Let’s start with the obvious: London was a 6-foot-4, 220-pound, imposing jump-ball machine with the physicality of an NBA small forward and a ridiculous catch radius to boot. Addison is four inches shorter, nearly 50 pounds lighter and a near-unstoppable deep threat who might dust London in a foot race.
By virtue of those different skillsets, their roles are bound to look quite different in USC’s offense. Where London spent most of his time lined up outside for USC last season, Addison did the vast majority of his damage for Pitt — 68% of snaps — from the slot, according to Pro Football Focus.
Both caught passes all over the field, as USC and Pitt’s offenses made concerted efforts to manufacture touches and get the ball in their best player’s hands.

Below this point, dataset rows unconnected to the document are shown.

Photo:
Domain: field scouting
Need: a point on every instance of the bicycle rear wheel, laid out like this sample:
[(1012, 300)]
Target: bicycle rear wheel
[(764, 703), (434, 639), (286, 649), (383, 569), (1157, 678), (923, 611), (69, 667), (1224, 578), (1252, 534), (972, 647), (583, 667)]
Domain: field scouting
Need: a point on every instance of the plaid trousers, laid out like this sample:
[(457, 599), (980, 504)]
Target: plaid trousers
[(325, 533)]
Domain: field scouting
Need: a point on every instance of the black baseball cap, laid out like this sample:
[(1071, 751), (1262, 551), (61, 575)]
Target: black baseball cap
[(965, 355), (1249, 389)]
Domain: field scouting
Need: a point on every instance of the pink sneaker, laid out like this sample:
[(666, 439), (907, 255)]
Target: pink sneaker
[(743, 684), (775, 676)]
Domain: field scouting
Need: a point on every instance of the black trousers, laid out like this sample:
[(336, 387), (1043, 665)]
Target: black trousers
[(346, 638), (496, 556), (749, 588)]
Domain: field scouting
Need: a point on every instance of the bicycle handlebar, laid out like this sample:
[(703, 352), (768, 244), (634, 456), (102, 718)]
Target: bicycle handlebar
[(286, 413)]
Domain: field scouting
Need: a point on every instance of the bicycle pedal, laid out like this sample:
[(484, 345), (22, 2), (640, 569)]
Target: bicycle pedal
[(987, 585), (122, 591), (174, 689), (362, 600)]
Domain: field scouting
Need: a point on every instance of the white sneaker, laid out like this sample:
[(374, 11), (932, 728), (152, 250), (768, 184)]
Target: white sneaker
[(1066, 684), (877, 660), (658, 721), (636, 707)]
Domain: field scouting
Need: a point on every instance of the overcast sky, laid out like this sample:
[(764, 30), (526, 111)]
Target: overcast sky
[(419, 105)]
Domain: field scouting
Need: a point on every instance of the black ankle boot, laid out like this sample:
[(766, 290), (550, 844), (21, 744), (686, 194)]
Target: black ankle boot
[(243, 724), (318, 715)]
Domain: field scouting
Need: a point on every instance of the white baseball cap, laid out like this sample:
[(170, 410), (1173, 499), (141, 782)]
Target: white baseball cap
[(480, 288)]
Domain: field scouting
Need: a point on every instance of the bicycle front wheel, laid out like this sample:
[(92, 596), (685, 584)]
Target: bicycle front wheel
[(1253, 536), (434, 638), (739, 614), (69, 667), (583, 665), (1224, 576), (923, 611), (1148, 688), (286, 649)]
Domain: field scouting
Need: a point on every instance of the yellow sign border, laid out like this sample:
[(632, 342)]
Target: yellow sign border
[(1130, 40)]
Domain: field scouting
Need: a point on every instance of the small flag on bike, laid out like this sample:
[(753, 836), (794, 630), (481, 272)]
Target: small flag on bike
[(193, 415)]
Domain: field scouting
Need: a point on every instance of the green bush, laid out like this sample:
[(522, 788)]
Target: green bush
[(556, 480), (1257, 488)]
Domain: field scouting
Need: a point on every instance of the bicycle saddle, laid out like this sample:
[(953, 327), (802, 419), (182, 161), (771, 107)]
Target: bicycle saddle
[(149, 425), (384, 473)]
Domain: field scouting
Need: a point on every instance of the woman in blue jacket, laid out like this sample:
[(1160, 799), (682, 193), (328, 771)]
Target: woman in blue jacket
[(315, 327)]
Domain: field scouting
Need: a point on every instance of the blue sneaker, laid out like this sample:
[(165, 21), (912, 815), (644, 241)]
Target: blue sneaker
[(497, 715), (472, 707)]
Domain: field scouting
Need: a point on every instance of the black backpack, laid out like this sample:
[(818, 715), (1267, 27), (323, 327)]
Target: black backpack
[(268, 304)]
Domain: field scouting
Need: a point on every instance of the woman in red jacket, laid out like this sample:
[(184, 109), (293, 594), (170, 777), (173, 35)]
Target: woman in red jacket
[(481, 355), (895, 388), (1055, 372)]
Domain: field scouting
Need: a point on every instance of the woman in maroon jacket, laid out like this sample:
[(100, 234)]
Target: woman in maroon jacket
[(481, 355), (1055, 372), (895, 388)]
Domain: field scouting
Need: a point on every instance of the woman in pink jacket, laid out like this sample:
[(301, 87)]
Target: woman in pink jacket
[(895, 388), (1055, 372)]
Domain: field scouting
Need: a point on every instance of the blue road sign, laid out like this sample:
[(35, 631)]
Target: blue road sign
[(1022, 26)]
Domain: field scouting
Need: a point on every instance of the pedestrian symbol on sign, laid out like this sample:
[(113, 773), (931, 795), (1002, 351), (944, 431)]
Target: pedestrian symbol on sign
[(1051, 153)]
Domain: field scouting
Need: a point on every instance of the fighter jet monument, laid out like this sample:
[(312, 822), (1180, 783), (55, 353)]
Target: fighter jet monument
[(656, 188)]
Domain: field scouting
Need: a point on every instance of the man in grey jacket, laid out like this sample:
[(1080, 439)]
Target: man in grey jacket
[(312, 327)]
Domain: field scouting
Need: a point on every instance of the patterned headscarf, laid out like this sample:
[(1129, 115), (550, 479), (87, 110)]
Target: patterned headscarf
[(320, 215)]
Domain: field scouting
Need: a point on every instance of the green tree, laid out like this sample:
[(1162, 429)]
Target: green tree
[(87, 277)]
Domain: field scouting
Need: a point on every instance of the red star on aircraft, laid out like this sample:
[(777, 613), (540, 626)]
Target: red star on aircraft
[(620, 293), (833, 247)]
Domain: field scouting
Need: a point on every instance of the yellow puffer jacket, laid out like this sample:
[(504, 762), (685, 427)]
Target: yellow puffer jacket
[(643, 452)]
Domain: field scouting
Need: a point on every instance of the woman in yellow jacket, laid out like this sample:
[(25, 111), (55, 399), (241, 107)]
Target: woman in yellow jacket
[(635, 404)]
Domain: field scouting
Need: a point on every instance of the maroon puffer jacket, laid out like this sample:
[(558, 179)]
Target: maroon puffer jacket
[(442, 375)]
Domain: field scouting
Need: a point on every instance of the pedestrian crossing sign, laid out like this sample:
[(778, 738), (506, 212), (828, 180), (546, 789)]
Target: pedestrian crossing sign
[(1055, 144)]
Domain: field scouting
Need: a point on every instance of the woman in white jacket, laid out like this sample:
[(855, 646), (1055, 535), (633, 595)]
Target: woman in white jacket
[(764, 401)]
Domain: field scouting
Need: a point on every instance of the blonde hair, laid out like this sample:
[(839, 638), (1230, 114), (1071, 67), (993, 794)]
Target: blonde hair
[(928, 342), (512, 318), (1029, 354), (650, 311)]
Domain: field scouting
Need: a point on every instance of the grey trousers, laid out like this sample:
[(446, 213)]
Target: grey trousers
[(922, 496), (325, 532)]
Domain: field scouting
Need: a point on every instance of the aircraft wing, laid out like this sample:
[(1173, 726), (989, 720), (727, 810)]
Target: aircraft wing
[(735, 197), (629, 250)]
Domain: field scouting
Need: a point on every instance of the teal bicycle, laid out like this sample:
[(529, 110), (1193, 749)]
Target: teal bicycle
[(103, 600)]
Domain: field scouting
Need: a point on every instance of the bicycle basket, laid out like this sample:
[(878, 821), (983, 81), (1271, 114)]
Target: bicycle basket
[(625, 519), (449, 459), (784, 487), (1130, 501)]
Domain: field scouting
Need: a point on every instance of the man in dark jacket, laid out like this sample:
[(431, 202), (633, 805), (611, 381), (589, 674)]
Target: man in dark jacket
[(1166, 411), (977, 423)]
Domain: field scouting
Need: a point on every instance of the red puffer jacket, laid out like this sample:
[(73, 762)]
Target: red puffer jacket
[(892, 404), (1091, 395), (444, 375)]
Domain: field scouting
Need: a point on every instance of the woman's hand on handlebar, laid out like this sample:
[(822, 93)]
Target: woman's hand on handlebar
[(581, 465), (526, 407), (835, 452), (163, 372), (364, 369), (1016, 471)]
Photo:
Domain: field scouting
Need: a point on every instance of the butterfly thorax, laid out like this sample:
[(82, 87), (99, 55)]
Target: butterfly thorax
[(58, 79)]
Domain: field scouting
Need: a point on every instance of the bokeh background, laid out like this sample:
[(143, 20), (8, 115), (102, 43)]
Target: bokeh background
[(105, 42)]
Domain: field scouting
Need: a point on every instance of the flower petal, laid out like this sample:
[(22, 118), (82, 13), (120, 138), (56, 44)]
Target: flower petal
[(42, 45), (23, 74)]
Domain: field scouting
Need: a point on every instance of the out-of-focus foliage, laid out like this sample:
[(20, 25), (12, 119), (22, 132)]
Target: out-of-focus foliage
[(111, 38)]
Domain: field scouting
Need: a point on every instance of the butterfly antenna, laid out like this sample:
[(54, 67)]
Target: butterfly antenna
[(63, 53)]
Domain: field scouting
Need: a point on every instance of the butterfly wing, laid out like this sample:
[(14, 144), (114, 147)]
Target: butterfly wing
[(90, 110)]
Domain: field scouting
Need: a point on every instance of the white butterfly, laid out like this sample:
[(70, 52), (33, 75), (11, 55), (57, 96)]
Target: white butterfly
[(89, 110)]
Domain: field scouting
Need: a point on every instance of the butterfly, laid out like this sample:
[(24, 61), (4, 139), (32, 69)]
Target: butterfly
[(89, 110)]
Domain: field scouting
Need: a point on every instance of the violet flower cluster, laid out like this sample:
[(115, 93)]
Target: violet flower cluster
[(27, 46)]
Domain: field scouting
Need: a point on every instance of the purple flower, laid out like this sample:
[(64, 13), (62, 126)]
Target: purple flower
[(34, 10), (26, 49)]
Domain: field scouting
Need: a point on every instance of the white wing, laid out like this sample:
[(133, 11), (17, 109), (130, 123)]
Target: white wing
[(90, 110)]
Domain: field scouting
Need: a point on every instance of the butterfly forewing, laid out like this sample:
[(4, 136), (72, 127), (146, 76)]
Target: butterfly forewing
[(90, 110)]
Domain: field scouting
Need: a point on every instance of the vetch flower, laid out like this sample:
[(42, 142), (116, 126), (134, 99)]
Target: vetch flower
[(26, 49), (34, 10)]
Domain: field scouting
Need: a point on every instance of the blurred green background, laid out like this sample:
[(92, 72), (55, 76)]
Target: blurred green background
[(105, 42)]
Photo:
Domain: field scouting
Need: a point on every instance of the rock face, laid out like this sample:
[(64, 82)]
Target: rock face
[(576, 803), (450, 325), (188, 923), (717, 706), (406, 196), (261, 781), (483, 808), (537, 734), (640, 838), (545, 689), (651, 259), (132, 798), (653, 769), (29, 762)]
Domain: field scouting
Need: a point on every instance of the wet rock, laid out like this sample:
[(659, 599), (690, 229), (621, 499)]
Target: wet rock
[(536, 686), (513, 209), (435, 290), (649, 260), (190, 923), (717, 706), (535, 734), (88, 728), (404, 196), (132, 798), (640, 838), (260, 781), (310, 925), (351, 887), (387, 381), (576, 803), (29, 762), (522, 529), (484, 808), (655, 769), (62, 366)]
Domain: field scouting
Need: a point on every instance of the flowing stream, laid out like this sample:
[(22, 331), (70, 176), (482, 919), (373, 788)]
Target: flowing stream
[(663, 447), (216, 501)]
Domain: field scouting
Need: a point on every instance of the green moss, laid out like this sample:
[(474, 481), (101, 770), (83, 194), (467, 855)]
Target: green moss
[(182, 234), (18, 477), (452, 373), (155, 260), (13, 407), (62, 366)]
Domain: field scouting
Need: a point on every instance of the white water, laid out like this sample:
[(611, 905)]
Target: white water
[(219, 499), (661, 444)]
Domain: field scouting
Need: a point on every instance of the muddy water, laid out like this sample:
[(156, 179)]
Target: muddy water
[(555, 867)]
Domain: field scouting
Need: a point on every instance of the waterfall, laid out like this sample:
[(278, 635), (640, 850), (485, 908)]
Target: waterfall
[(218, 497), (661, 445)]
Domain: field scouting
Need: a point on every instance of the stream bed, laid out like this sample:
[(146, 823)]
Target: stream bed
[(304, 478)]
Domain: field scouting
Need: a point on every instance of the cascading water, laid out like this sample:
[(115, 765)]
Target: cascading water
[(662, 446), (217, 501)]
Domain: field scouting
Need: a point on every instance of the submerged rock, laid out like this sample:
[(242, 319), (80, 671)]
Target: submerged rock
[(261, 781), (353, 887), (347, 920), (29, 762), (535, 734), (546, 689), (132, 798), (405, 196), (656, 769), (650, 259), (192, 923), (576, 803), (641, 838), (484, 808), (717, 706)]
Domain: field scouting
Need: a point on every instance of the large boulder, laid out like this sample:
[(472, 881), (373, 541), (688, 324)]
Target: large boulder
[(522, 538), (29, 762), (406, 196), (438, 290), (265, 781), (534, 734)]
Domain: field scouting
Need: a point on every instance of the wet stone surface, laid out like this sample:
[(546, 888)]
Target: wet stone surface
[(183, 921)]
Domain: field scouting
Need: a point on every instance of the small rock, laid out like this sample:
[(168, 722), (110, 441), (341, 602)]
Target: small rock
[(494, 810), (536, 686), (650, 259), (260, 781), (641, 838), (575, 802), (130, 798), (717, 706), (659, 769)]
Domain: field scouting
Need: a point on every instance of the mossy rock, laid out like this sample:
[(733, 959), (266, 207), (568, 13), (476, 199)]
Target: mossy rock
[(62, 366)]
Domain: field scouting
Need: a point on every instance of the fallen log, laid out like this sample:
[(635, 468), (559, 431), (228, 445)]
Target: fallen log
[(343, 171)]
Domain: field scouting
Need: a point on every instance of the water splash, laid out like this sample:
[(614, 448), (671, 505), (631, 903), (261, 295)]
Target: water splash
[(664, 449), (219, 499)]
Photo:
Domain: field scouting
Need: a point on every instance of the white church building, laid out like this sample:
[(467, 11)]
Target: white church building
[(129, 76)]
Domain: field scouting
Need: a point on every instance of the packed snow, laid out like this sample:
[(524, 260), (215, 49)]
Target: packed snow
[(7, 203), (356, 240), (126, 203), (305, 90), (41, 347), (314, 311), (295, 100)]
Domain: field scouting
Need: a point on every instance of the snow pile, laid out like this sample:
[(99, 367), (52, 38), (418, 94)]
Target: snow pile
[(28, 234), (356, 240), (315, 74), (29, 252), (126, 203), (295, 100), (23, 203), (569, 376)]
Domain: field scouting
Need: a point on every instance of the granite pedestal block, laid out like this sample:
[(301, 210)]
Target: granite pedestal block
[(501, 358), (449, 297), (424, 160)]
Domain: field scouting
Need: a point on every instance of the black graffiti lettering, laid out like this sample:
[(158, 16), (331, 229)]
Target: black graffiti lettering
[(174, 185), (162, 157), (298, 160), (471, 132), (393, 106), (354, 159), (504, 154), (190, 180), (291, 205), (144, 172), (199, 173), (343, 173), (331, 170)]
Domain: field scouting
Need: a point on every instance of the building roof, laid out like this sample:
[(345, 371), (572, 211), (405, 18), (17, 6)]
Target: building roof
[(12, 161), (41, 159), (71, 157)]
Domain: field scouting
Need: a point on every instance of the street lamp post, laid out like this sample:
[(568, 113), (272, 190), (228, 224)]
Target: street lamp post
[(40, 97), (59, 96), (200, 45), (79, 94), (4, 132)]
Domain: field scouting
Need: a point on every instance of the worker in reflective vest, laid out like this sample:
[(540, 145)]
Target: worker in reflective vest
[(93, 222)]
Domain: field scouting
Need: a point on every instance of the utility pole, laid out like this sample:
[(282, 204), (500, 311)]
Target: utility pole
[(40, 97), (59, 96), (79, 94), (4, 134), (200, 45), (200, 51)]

But while Addison staked his claim as one of the nation’s most dangerous deep threats, scoring 10 touchdowns of 20-plus yards, London was deployed far more often inside of 10 yards. Sixty-five percent of London’s receptions last season came either inside of 10 yards or behind the line of scrimmage.
Addison may not be the same imposing physical presence as London, but he’s no slouch when it comes to catching passes in traffic. He had 15 contested catches last season, according to Pro Football Focus, just two fewer than London, who led the nation despite playing just eight games.
It’s not clear yet how USC plans to deploy its new top receiver. But it’s safe to assume that strategy will look a bit different than last season.